Emma Liddell

Personal information
- Born: 30 March 1980 (age 46) Sydney, New South Wales
- Batting: Right-handed
- Bowling: Left-arm medium
- Role: Bowler

International information
- National side: Australia;
- Test debut (cap 141): 15 February 2003 v England
- Last Test: 24 August 2005 v England
- ODI debut (cap 95): 20 February 2002 v New Zealand
- Last ODI: 30 August 2005 v England

Domestic team information
- 1998/99–2005/06: New South Wales

Career statistics
| Competition | Test | ODI | LA |
| Matches | 3 | 33 | 117 |
| Runs scored | 24 | 3 | 91 |
| Batting average | 12.00 | 1.50 | 7.00 |
| 100s/50s | 0/0 | 0/0 | 0/0 |
| Top score | 24 | 2* | 35* |
| Balls bowled | 657 | 1,595 | 5,806 |
| Wickets | 12 | 32 | 135 |
| Bowling average | 13.00 | 29.40 | 23.18 |
| 5 wickets in innings | 0 | 0 | 0 |
| 10 wickets in match | 0 | 0 | 0 |
| Best bowling | 4/57 | 4/17 | 4/17 |
| Catches/stumpings | 0/- | 1/– | 18/– |
- Source: CricInfo, 7 August 2025

= Emma Liddell =

Australian cricketer

Emma Liddell (born 30 March 1980) is an Australian former cricketer.

Liddell played 80 Women's National Cricket League matches for the New South Wales Breakers. She also played three Tests and 33 One Day Internationals for the Australia national women's cricket team. She was the 141st woman to play Test cricket for Australia, and the 95th woman to play One Day International cricket for Australia.

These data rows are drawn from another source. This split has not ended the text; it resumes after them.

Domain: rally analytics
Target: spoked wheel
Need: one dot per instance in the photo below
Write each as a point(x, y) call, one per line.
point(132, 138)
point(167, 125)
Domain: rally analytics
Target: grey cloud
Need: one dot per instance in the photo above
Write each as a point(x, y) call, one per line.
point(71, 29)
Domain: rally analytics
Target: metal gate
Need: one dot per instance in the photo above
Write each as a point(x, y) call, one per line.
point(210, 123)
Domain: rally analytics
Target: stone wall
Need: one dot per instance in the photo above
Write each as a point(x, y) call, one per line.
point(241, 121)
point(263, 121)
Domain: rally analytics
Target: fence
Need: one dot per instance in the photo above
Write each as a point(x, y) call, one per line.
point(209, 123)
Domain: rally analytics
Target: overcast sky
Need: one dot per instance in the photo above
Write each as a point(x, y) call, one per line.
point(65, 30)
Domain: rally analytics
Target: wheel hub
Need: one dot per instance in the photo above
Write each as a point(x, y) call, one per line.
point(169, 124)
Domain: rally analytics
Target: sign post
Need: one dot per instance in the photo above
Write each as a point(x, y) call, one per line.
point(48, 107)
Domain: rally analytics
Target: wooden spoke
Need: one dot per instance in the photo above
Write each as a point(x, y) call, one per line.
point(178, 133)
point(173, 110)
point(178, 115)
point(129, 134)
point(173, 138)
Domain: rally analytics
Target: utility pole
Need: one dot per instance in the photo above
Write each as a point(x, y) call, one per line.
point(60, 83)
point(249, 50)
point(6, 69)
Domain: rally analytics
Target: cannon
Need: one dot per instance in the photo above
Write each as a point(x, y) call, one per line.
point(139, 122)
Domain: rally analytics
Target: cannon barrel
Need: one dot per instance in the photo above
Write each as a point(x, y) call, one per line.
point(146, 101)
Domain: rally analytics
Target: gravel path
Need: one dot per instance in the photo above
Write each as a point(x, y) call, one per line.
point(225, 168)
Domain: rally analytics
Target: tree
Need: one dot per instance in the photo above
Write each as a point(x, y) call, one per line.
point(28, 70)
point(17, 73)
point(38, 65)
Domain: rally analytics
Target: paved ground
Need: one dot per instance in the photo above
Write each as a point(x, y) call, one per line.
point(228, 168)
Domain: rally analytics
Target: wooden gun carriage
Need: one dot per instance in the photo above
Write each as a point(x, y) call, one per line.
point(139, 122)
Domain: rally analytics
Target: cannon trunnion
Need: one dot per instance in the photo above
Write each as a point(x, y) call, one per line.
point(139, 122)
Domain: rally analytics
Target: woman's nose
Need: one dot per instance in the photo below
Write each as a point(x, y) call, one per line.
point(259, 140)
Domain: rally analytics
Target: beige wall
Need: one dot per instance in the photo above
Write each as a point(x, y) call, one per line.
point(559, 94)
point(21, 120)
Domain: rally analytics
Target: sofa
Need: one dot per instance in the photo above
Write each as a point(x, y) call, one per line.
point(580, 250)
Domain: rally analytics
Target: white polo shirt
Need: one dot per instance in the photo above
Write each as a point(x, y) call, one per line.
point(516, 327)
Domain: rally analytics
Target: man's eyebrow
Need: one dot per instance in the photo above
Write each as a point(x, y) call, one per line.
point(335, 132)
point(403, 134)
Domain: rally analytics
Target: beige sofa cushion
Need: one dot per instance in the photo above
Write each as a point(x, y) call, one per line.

Liddell attended Grantham High School, in Sydney's western suburbs. She took up playing cricket at the age of 14, following her brother into the sport. In February 1996, aged 15, she turned out for a representative Metropolitan West side at the annual New South Wales Combined High Schools Cricket Championships, held in Penrith. On the first day of the tournament, in a match against Metropolitan East, she dismissed the entire opposing side without conceding a run, finishing with figures of 10/0 from 7.4 overs. All her victims were clean-bowled, with the team as a whole scoring only seven runs. The feat is one of the rarest in cricket – only 24 instances have been recorded across all levels of the game, with Liddell the only woman known to have completed it.